D'autres scientifiques ne font pas mystère de leur franc scepticisme sur ce chapitre. Peter Bach, directeur du Centre pour les politiques de santé du Mémorial Sloan Kettering, a glissé au Washington Post: "L'urgence de la crise induit l'idée erronée selon laquelle nous devrions passer par-dessus l'examen rigoureux des interventions sous prétexte que nous manquons de temps".

Outre la poursuite des essais cliniques, différents éléments incitent en effet à la prudence: le site de NBC relève ainsi la pénurie, pour le moment, de comparaisons placebo. Enfin, les seules données chiffrées détaillées à l'heure actuelle semblent être celles tirées des 35.000 patients traités ainsi, collectées par la Mayo Clinic, une fédération de CHU américaine en quelque sorte. Si elles ont pointé en direction d'un taux de mortalité plus faible en leur sein, elles ne peuvent être regardées comme des preuves car ces patients étaient disséminés dans de nombreux hôpitaux, où les soins qui leur étaient prodigués recelaient de nombreuses disparités entre eux.

· Le traitement présente-t-il des effets secondaires?

La FDA a listé une série d'effets secondaires que le traitement au plasma sanguin peut faire naître chez le patient concerné: réactions allergiques, des surcharges dans la circulation sanguine liées à la transfusion, des problèmes pulmonaires liés là encore à la pratique de la transfusion, et diverses infections.

L'Agence américaine du médicament doit d'ailleurs établir et adresser aux soignants et aux malades une documentation renseignant sur ces conséquences éventuelles mais aussi sur la posologie précise.

· Existe-t-il une initiative équivalente en France?

Le 7 avril, l'AP-HP mais aussi l'Inserm et l'Etablissement Français du Sang ont lancé l'essai Coviplasm, qui lui aussi examine l'efficience ou non de la transfusion de plasma sanguin.

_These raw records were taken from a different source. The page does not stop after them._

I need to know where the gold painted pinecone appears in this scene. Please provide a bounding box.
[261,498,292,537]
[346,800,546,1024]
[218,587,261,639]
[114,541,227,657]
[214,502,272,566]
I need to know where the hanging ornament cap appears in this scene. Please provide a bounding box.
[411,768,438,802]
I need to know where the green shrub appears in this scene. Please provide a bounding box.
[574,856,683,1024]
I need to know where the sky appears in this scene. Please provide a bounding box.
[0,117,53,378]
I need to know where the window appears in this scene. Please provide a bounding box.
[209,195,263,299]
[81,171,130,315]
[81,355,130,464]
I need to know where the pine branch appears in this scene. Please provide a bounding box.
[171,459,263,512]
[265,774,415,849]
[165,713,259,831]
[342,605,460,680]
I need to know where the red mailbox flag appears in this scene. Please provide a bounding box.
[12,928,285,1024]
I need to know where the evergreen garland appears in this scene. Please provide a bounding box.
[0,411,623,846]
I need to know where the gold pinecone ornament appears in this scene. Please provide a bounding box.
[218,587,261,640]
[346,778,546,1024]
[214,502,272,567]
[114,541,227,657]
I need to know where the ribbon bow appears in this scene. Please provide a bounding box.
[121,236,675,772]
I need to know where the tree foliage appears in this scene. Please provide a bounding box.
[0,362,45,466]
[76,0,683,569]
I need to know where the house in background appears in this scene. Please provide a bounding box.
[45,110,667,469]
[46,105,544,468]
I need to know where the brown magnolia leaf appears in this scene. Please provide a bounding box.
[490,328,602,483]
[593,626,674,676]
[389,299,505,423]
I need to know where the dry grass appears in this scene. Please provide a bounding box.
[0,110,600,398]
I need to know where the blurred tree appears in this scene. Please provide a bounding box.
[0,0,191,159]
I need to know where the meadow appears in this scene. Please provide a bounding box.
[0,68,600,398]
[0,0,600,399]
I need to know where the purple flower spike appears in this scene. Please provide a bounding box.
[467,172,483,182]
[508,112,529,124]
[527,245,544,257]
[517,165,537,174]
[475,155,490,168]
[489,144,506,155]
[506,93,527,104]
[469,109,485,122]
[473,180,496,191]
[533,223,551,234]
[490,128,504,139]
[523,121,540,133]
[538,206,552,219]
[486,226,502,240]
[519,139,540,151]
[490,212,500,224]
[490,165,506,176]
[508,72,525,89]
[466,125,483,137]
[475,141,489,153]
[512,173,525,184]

L'opération a alors été introduite dans trois régions: la Bourgogne-Franche-Comté, le Grand-Est et l'Île-de-France. Un panel de 200 patients guéris depuis au moins 14 jours s'est ainsi vu prélever du sang, celui-ci devant être administré à un groupe de patients de l'AP-HP, six jours après l'apparition des symptômes. Coviplasm doit encore rendre son verdict définitif.